Cardiac disease is a leading cause of morbidity and mortality in developed countries. Currently, non-invasive techniques that can identify patients at risk and provide accurate diagnosis and ablation guidance therapy are under development. One of these is electrocardiographic imaging (ECGI). In ECGI, the first step is to formulate a forward problem that relates the unknown potential sources on the cardiac surface to the measured body surface potentials. Then, the unknown potential sources on the cardiac surface are reconstructed through the solution of an inverse problem. Unfortunately, ECGI still lacks accuracy due to the underlying inverse problem being ill-posed, and this consequently imposes limitations on the understanding and treatment of many cardiac diseases. Therefore, it is necessary to improve the solution of the inverse problem. In this work, we transfer and adapt four inverse problem methods to the ECGI setting: algebraic reconstruction technique (ART), random ART, ART Split Bregman (ART-SB) and range restricted generalized minimal residual (RRGMRES) method. We test all these methods with data from the Experimental Data and Geometric Analysis Repository (EDGAR) and compare their solution with the recorded epicardial potentials provided by EDGAR and a generalized minimal residual (GMRES) iterative method computed solution. Activation maps are also computed and compared.
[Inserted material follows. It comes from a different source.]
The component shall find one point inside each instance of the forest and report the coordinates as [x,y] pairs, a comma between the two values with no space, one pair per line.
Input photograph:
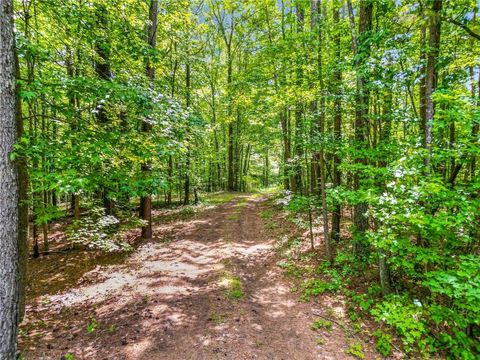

The results show that ART achieved the most stable solutions and, for some datasets, returned the best reconstruction. Differences between the solutions derived from ART and random ART are almost negligible, and the accuracy of their solutions is followed by RRGMRES, ART-SB and finally the GMRES (which returned the worst reconstructions). The RRGMRES method provided the best reconstruction for some datasets but appeared to be less stable than ART when comparing different datasets. In conclusion, we show that the proposed methods (ART, random ART, and RRGMRES) improve the GMRES solution, which has been suggested as inverse problem solution for ECGI.